How does this lead to half-dead cats? Well, the thing about waves is that they can’t be nailed down the same way particles can. Particles are found at one position at any instant, but waves are necessarily spread out, a disturbance filling some region of space. So, quantum particles like electrons with wave nature can occupy multiple states at once, not just here or there, but here and there, until they’re measured. The idea that quantum objects exist in multiple states, and observation picks out the single reality we see was deeply disturbing to classically trained physicists like Schrödinger and Einstein. These philosophical issues drove them to abandon the theory they had helped create.

But this spreading out to multiple states is essential for understanding solid objects. The electrons in an atom behave like waves, extending over space. If you bring two atoms close together, the electrons end up shared between the two. An individual electron, like Schrödinger’s Cat, isn’t stuck to just Atom A or Atom B, it’s on both A and B at the same time.

This continues as you add more and more atoms. An electron inside a chunk of solid silicon, say, isn’t associated with a single atom, but spread through the entire thing. This profoundly changes the way electrons move inside materials. Fully understanding that motion demands quantum physics.
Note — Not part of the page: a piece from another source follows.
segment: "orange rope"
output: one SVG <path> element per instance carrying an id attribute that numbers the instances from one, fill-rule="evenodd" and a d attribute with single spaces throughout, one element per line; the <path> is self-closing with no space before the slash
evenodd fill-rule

And because we understand quantum physics, we can use it to control the way electrons move inside materials, which lets us make transistors out of chunks of silicon. And packing millions of those together lets us make the semiconductor chips that power all our computers and telecommunications devices. Without quantum physics, none of that would be possible. So, the Internet isn’t just for sharing pictures of cats, it’s possible because of the physics behind Erwin Schrödinger’s infamous zombie cat.

Those are just a few of the ways that the exotic physics of quantum mechanics manifests itself in the course of an ordinary morning. It’s all too easy to fall into thinking of exotic physics as something with no practical relevance, that only matters in giant accelerators or around black holes. This is partly the fault of physicists, who are prone to over-emphasizing the weird and extreme.

It’s important to remember, though that as weird as quantum ideas may seem, they profoundly affect everything around us. There’s no separate “quantum realm” where the weird stuff happens; we live in a quantum world, from top to bottom. From the alarm that gets me out of bed, to the appliances I use to cook my breakfast, to the social-media apps that help me ease into the day, getting off to work in the morning would be impossible without quantum physics.

I’m telling you this not because I want to take away the magic of quantum physics, and drag it down to the mundane level of a weekday breakfast. Quite the contrary. I’m telling you this to enhance the everyday. Knowing how ordinary, everyday objects trace their behavior back to quantum physics can add an element of awe and wonder to even the most mundane morning.

Quantum physics is one of the greatest intellectual achievements in human history, and that’s something we should appreciate more. The great thing is, it’s everywhere, all around us, if we just know where to look.